USDA's Joint Ag Weather Facility says in the Corn Belt, mild weather is returning to the upper Midwest, but cold conditions linger elsewhere. "By Nov. 10, more than one-third of the corn remained in the field in North Dakota (64% harvested), Michigan (62%) and Wisconsin (62%)," USDA elaborates.
In the West, USDA says isolated rain and snow showers are confined to the Pacific Northwest and the northern Rockies. "California’s cotton harvest is nearing completion, while Arizona’s cotton harvest reached the halfway point on Nov. 10," USDA explains.
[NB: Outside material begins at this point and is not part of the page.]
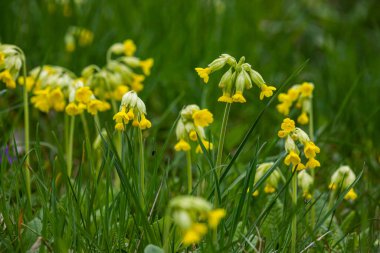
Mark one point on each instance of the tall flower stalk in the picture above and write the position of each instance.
(234, 81)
Northwestern winter wheat is faring well, with the majority of the crop rated good to excellent on Nov. 10 in Idaho (90%), Washington (75%), Oregon (67%), and California (65%), according to USDA.
On the Plains, USDA says temperatures are starting to rebound in the wake of the recent cold snap. "Still, this morning’s temperatures dipped below 20°F as far south as Oklahoma," USDA adds. Later today, however, readings above 70°F can be expected as far north as the central High Plains, USDA continues.
In the South, USDA reports freeze warnings are in effect early today from central Texas to northern Florida. "Although the cold conditions have ended the growing season in nearly all areas except along the immediate Gulf Coast and southern sections of Florida and Texas, dry weather is promoting fieldwork," USDA explains.
In its outlook, USDA says during the next three days, dry weather will prevail nearly nationwide. "The high-pressure system responsible for the ongoing cold wave will drift into the Southeast by Thursday and offshore by week’s end," USDA reports. As a result, USDA says above-normal temperatures will quickly return to the eastern half of the U.S., accompanied by an increasing chance of showers. "During the weekend, rainfall could reach an inch or more from the central Gulf Coast northward into the Great Lakes region," USDA continues. Meanwhile, the West will experience an equally rapid transition to below-normal temperatures, with cold weather reaching the northern Plains during the weekend, USDA reports. "Widespread rain and snow showers, heaviest in the Pacific Northwest and northern Rockies, will accompany the sudden Western chill," USDA details.